A movie about an African-American boyfriend visiting his white girlfriend’s family home sounds like a hackneyed drama about race relations in America. But Get Out is no Guess Who’s Coming to Dinner? The movie twists the cliched setup into a sharp horror-comedy … that is also an allegory about race relations in America.
You know all the terrible things that happen in scary movies, even if you aren’t a fan of the genre. “Tropes” is just trendy shorthand for the long menu of commonly used situations in film and TV, everything from “don’t go down to the root cellar” to “zombies will eat your braaains” and “the virgin dies last.”
Writer-director Jordan Peele (of Key and Peele) knows you know those tropes, and Get Out spends about an hour and a half keeping you riveted as you wonder how many of those terrible things will happen to which characters and when. Expert timing and the judicious use of horror build, defuse, and rebuild the suspense.
Chris (Daniel Kaluuya) is worried because his girlfriend, Rose (Allison Williams), has neglected to tell her white family that her new boyfriend is African-American. After all, it’s “post-racial” 2017, why does it matter? Chris knows it does matter, and his discomfort deepens as they arrive at the remote family home … on a lake in the middle of the woods. Moment by moment, he questions — and so do we — whether it’s simply an awkward situation, or if something more sinister is afoot.
But he’s fairly chill about dealing with the Armitages: Rose’s mother, Missy (Catherine Keener), a psychiatrist who specializes in hypnotherapy; her dad, Dean (Bradley Whitford), a celebrated neurosurgeon who hammers home the dad jokes; and brother Jeremy (Caleb Landry Jones), an unexpectedly aggressive drunk asshole.

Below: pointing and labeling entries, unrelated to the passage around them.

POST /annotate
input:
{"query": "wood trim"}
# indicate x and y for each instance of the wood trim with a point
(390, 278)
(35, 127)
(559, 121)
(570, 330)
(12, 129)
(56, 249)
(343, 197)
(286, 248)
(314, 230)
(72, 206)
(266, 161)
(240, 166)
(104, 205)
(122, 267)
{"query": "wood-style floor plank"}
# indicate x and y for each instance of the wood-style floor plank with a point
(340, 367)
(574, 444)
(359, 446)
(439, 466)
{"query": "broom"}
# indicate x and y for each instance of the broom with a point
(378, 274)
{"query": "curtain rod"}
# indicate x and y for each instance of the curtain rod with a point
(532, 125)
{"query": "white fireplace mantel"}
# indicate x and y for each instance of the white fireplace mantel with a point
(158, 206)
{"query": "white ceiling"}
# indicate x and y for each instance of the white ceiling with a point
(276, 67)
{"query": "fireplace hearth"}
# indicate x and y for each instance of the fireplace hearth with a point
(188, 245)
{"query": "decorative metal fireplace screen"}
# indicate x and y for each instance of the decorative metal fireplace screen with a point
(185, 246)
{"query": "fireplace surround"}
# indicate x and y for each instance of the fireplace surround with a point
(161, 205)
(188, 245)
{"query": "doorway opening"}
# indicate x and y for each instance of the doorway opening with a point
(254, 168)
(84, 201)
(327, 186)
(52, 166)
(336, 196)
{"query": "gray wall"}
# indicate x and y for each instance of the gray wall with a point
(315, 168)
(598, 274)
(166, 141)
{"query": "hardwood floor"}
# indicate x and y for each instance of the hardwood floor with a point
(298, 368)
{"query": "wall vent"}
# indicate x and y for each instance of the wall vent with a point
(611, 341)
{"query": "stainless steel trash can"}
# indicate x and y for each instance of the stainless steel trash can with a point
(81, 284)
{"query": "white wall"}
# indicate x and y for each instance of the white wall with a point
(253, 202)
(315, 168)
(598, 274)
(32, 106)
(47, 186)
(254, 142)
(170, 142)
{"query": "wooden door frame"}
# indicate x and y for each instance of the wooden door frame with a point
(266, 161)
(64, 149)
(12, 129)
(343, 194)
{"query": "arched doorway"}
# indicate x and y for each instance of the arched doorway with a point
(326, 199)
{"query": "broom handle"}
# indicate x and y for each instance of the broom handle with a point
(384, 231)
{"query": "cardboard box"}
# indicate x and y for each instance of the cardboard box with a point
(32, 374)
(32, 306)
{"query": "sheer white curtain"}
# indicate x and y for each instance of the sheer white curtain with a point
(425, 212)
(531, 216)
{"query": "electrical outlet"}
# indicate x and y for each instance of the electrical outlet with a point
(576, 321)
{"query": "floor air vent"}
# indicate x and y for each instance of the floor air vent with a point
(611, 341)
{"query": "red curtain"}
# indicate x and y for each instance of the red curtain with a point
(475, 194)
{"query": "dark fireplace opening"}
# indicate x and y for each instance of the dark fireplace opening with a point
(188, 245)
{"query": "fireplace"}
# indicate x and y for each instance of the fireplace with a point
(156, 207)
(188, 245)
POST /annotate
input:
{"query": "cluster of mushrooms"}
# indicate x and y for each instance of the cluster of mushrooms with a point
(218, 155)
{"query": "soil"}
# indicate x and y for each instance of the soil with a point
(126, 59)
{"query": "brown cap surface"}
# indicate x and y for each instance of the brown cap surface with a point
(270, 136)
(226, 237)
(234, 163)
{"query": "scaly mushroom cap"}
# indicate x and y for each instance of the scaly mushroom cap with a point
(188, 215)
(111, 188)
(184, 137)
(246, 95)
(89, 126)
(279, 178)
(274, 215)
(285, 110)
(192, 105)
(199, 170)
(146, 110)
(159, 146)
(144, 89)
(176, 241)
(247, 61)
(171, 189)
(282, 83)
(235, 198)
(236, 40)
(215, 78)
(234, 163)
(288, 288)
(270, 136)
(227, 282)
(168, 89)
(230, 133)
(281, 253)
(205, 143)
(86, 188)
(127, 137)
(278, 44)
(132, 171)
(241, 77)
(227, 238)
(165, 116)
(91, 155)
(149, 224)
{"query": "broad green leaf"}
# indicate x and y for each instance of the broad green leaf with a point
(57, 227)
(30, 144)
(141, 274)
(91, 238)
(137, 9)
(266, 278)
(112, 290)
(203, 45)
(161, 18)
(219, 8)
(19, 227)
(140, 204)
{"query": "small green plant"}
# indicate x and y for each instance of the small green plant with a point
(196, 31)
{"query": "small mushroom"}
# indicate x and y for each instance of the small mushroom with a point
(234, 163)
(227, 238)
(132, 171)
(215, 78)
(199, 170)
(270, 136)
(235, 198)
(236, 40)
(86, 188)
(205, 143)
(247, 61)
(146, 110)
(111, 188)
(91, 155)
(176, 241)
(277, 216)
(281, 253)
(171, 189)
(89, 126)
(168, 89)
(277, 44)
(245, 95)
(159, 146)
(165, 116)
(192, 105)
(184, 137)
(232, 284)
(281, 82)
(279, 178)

Chris shares his anxiety by texting his best friend Rod (Lil Rel Howery), a jovial guy who likes to remind everyone that he works for the TSA. Unfortunately, Rod spins ludicrous paranoiac theories that don’t calm Chris one bit.
Portent-with-a-capital-P consistently drives the suspense in Get Out. The first half is crammed with portent. Every scene includes an image or a line of dialogue that might pay off later. When Dean tells Chris, “We have the basement closed off … black mold,” you immediately imagine numerous frightening basement-related possibilities. Dean later observes that his house has no near neighbors, just woods and a lake, and you recall every possible cabin-in-the-woods scenario, none of which end well.
But you don’t know how these ominous elements will surprise you as the film progresses … if at all. The filmmaker could be toying with you. He could be trying to tell you something, too.
The creepy, over-the-top dialogue and characters serve another purpose. They put the audience in Chris’s shoes, to help even the most privileged viewer feel the wariness this young black guy is experiencing in a house full of people who not only aren’t like him, but who could eventually try to harm him. People who automatically change their words and their actions around him because of the color of his skin.
The typical horror framework of Get Out pays off beautifully, not just in entertainment value but in thought-provoking messages about contemporary racial problems. I could write an essay on that theme alone, but I’d spoil the ending.
Occasionally the metaphors are a little too obvious, such as the ridiculous character portrayed by Stephen Root — but we often expect Root’s roles to be a little goofy, so it works. Rose’s brother Jeremy is slightly too cartoonish in his drunken unpredictability. And when you put Bradley Whitford in a film like this, people will immediately think of The Cabin in the Woods, but again, this is to the movie’s advantage.
I get squeamish about gory movies, but I only had to peek through my fingers a couple of times during Get Out. Some of the more graphically violent moments are partially hidden from view or cast in shadow, which I find more intense and effective than a visceral depiction of blood and gore.
Get Out is a fine horror film … and the horror in it isn’t merely the fault of a few random evildoers. Artfully, humorously, without the sledgehammer many “message movies” use, we see that real evils are far deeper and more pervasive. It’s not only for fans of the genre.
Grade: A-
Jette Kernion lives in the creepy, isolated village of Austin, Texas.